Director/Writer: Edgar Wright / Writer: Simon Pegg / Cast: Simon Pegg, Nick Frost, Jim Broadbent, Timothy Dalton, Paddy Considine, Rafe Spall, Olivia Colman, Adam Buxton, Kevin Eldon, Anne Reid, Kenneth Cranham, David Threlfall, Lucy Punch, Ron Cook.
Body Count: 17
Laughter Lines: “You wanna be a big cop in a small town? Fuck off up to the model village!”
Huh? Are we really calling this a slasher film? No, of course not, but let’s also not ignore the fact that a sizeable chunk of Pegg and Frost’s best is just that – with a cloaked mystery killer axing, roasting, shearing, and dropping plinths on to the residents of Sandford.
I’m not massively impressed by Simon Pegg’s schtick usually. Yeah, Shaun of the Dead was funny immediately after Dawn of the Dead (I watched them back to back) and the guy knows his movie shit inside out, but I’m unable to escape a sense of self-satisfaction that more likely comes from all the media gushing than Pegg himself. See also: Ed Sheeran. Weirdly, I love Nick Frost in everything. But let’s forget all that, because Hot Fuzz transcends all of those thought processes with it’s 26-jokes-a-minute tempo.
Pegg is Sgt. Nicholas Angel, literally London’s finest who is shipped off to the small country town of Sandford after his superiors become aware he makes the rest of the Metropolitan Police force look bad by comparison. He is the job and the job is everything, which is why his relationship also failed. With no choice in the matter, Angel grumpily plods off to pastures new, where the local force of various inept and unchallenged officers has little to do other than show up at fetes and hunt down wayward swans.
Angel’s law-is-the-law attitude doesn’t go down well with his new colleagues so none of them are inclined to agree with his hypothesis that a killer may be on the loose when members of the community start dying is grisly ‘accidents’, starting with a double-decapitation by road sign, an explosion, and part of a church spire landing directly on the local journalist’s head, seconds before he was to share valuable information he’d learned with Angel.
Only Nick Frost’s loveable PC, Danny, remains on side, keen to end up in a gun fight right outta Point Break or Bad Boys II, but Angel eventually offends everyone and then finds himself in need of their help once his suspicions turn out to be true and there is not one, not two, but an entire cult of psychotic townsfolk so hell bent on winning Village of the Year, they’re willing to permanently rid the place of anyone who might endanger the trophy. Yes, it’s Scooby Doo on speed.
Hot Fuzz switches to buddy cop movie for its final act – by way of a few borderline homoerotic near misses – with a huge shoot-out between cops and the kind of sweet middle-aged lady you see pedalling past with flowers in her basket.

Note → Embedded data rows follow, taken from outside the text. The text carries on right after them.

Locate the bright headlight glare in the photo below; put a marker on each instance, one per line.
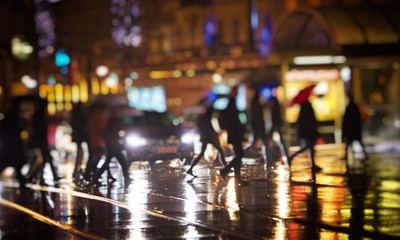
(189, 137)
(134, 140)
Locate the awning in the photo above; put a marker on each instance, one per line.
(356, 31)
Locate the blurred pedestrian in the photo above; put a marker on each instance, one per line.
(230, 121)
(277, 126)
(79, 135)
(95, 127)
(40, 139)
(308, 134)
(114, 147)
(208, 135)
(351, 126)
(11, 146)
(257, 123)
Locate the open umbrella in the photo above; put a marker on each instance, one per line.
(302, 96)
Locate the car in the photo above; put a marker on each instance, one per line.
(152, 136)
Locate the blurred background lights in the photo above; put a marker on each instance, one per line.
(44, 25)
(28, 81)
(322, 88)
(126, 30)
(101, 71)
(51, 80)
(112, 80)
(20, 49)
(345, 74)
(217, 78)
(134, 75)
(62, 58)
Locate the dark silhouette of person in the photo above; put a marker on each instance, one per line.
(11, 145)
(276, 126)
(230, 121)
(40, 140)
(351, 126)
(95, 126)
(307, 131)
(207, 135)
(257, 123)
(114, 148)
(79, 135)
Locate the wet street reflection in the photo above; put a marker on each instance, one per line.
(360, 202)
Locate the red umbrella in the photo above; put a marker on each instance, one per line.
(302, 96)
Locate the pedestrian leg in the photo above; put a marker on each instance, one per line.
(196, 160)
(364, 151)
(221, 155)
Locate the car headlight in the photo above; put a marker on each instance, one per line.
(134, 140)
(189, 137)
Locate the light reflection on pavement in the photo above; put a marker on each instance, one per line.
(163, 202)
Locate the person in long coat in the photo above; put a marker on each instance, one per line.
(277, 125)
(40, 140)
(307, 132)
(207, 135)
(231, 123)
(351, 127)
(114, 148)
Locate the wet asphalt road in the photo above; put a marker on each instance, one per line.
(163, 202)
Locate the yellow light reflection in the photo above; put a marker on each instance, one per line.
(114, 89)
(60, 107)
(83, 93)
(75, 93)
(231, 200)
(67, 93)
(59, 92)
(104, 88)
(190, 210)
(95, 86)
(135, 200)
(43, 91)
(68, 106)
(332, 203)
(51, 108)
(51, 97)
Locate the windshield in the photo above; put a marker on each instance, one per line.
(152, 119)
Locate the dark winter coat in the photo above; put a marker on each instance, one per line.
(351, 128)
(307, 123)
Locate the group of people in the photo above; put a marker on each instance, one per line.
(19, 118)
(307, 130)
(99, 126)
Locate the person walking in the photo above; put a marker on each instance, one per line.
(351, 127)
(207, 136)
(276, 126)
(79, 135)
(308, 134)
(95, 126)
(39, 138)
(114, 148)
(257, 123)
(230, 121)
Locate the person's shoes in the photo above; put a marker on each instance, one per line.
(57, 178)
(224, 173)
(127, 182)
(190, 172)
(316, 168)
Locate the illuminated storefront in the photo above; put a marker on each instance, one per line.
(340, 50)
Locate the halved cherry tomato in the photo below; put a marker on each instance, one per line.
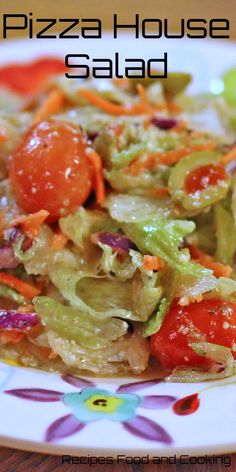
(215, 320)
(50, 170)
(30, 77)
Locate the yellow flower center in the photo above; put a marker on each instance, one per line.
(103, 404)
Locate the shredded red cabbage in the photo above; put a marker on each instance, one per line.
(12, 319)
(8, 259)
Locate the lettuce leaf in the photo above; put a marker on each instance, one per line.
(78, 326)
(102, 298)
(163, 238)
(225, 235)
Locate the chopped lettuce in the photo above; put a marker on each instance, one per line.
(225, 235)
(103, 298)
(77, 325)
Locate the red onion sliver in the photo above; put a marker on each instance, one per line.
(12, 319)
(117, 242)
(164, 123)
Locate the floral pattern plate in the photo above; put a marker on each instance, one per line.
(47, 412)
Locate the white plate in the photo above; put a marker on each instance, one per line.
(47, 413)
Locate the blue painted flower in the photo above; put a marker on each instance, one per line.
(89, 403)
(93, 404)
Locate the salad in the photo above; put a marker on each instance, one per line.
(117, 224)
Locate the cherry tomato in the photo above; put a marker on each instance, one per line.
(215, 320)
(30, 77)
(204, 177)
(50, 170)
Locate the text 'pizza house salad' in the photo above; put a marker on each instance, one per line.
(117, 224)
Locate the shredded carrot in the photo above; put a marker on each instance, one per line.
(173, 108)
(219, 269)
(115, 109)
(59, 241)
(96, 165)
(230, 156)
(181, 126)
(13, 337)
(52, 104)
(28, 291)
(31, 223)
(3, 134)
(153, 263)
(117, 130)
(157, 192)
(2, 223)
(168, 158)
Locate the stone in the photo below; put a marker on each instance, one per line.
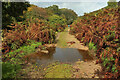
(45, 51)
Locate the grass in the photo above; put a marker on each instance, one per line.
(62, 41)
(11, 67)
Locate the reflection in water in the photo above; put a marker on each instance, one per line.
(68, 55)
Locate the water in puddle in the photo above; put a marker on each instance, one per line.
(66, 55)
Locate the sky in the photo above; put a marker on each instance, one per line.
(79, 6)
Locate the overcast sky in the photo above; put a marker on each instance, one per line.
(79, 6)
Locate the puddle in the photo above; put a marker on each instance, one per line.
(64, 55)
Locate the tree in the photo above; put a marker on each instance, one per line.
(12, 10)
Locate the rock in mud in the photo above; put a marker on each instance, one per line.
(45, 51)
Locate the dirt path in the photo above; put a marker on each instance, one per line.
(79, 69)
(65, 40)
(83, 69)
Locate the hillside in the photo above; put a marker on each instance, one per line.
(99, 30)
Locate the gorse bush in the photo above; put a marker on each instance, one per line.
(18, 36)
(101, 28)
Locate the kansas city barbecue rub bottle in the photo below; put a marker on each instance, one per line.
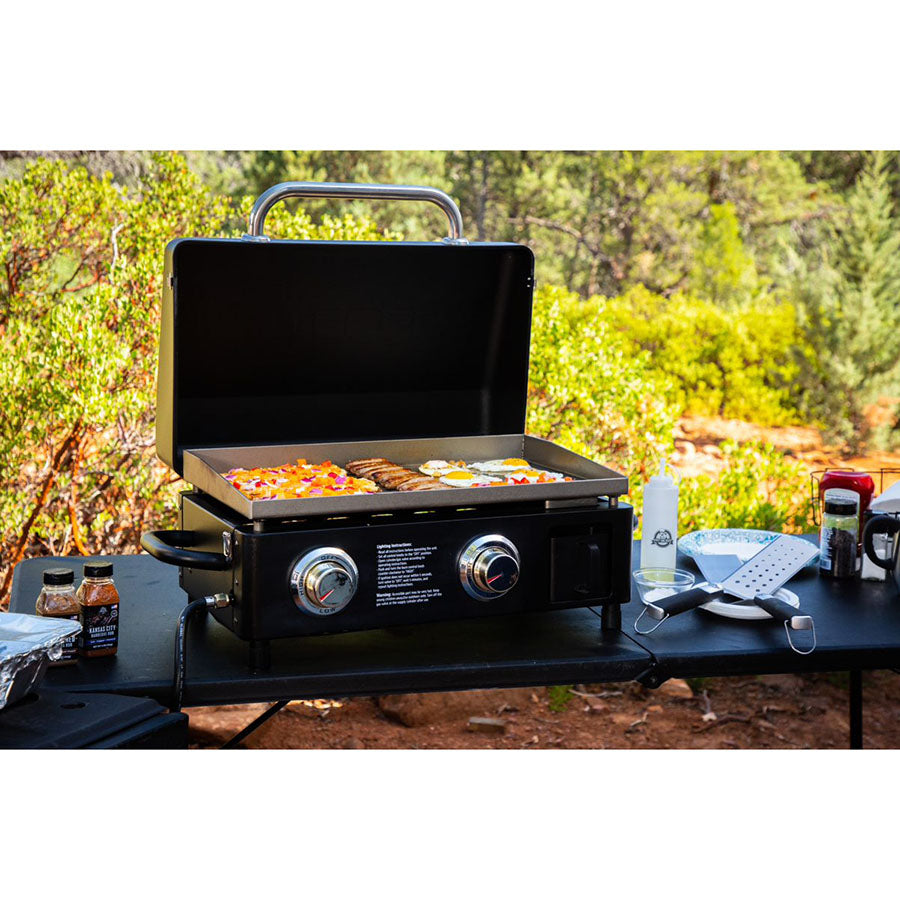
(99, 602)
(57, 600)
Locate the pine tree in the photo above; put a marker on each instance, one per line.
(851, 306)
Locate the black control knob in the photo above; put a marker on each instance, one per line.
(324, 581)
(489, 567)
(495, 570)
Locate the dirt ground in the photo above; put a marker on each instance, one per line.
(786, 711)
(783, 711)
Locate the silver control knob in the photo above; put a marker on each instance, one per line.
(324, 581)
(489, 567)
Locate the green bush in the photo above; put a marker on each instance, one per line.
(589, 393)
(759, 488)
(81, 268)
(735, 361)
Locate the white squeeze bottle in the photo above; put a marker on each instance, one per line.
(660, 521)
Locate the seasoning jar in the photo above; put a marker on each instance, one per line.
(839, 537)
(57, 600)
(99, 609)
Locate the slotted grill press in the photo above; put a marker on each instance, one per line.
(774, 565)
(756, 580)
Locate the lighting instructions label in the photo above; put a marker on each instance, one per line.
(403, 574)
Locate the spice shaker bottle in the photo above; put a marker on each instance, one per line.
(99, 609)
(839, 538)
(861, 483)
(57, 600)
(660, 530)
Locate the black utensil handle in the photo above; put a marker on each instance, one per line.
(880, 525)
(686, 600)
(776, 608)
(168, 547)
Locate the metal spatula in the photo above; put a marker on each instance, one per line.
(758, 578)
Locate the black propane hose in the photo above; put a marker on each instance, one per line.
(181, 651)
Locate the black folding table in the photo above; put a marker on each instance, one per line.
(857, 628)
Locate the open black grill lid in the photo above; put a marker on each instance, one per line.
(282, 342)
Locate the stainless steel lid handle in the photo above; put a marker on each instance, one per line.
(318, 190)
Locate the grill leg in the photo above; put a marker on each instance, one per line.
(611, 617)
(260, 656)
(856, 709)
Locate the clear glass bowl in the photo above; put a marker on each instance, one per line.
(655, 583)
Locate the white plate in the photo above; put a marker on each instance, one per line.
(744, 543)
(736, 609)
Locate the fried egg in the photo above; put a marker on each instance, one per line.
(502, 465)
(462, 478)
(436, 467)
(457, 477)
(533, 476)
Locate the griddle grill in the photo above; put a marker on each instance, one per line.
(275, 350)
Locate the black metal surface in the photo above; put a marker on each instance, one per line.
(557, 571)
(857, 627)
(64, 720)
(169, 547)
(559, 647)
(297, 341)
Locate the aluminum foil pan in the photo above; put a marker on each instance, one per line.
(27, 645)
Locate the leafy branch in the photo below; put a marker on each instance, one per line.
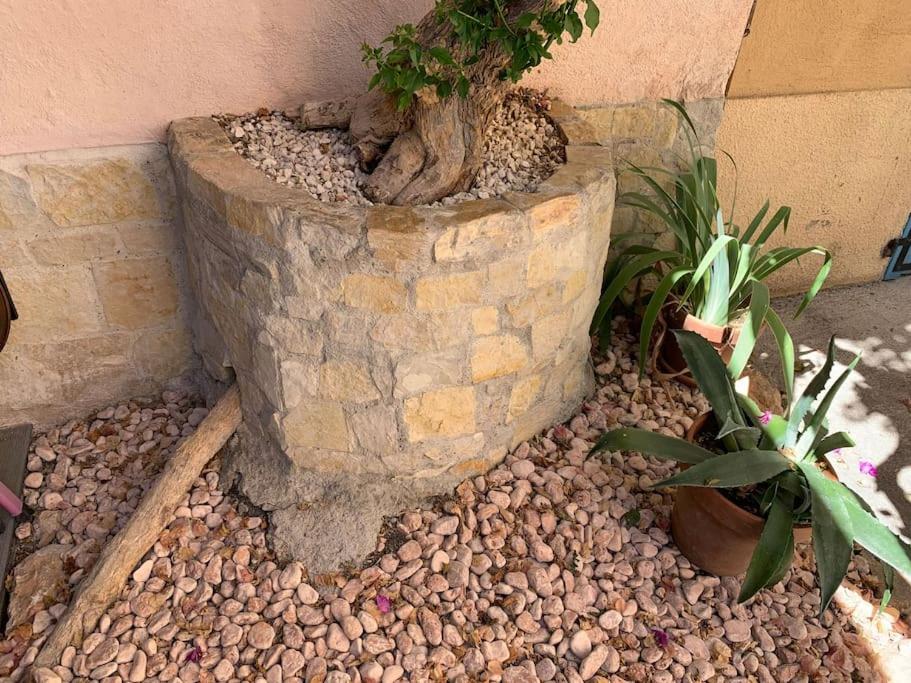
(404, 66)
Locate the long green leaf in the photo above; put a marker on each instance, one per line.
(711, 376)
(785, 353)
(831, 442)
(774, 551)
(749, 333)
(755, 223)
(817, 283)
(636, 267)
(805, 402)
(658, 445)
(655, 304)
(808, 438)
(833, 533)
(730, 470)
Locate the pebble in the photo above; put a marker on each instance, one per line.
(528, 573)
(522, 148)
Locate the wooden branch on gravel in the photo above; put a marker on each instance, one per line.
(120, 556)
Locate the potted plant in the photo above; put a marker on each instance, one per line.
(705, 282)
(754, 483)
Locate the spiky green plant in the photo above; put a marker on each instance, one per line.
(780, 456)
(714, 267)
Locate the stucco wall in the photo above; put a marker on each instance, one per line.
(840, 160)
(824, 46)
(82, 73)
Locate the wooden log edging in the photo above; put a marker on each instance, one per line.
(120, 556)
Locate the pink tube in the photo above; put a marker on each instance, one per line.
(10, 501)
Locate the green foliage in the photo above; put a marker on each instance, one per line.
(403, 66)
(778, 457)
(715, 266)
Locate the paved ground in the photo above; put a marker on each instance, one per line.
(875, 405)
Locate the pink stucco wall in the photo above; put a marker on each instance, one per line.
(83, 73)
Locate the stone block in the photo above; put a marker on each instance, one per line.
(562, 211)
(485, 320)
(76, 247)
(497, 356)
(348, 381)
(18, 210)
(94, 192)
(164, 354)
(300, 380)
(523, 395)
(548, 334)
(148, 239)
(375, 429)
(47, 313)
(424, 332)
(415, 374)
(137, 293)
(449, 291)
(536, 304)
(440, 413)
(317, 424)
(374, 293)
(507, 277)
(396, 236)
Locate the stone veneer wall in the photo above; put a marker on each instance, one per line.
(385, 354)
(90, 250)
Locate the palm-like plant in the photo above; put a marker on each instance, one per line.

The film misses nothing in its composite of set pieces, cameos, and the tiniest details, all of which come back to play a valuable part later.
The only flaw is a gaping hole for a central female role of any real stature, with Olivia Colman’s perky WPC the closest. But this is boys stuff, made for lads by lads, so there’s no time to be wasted on that kind of PC stuff. This came out at the peak of the Pegg/Frost/Wright hype machine, so it would be entirely possible that it’s overrated because of this, but watching it again the other day to write this up, it still had me laughing out loud several times.
Look for cameos of varying impact from Cate Blanchett, Martin Freeman, Steve Coogan, Bill Nighy, Stephen Merchant, and Peter Jackson.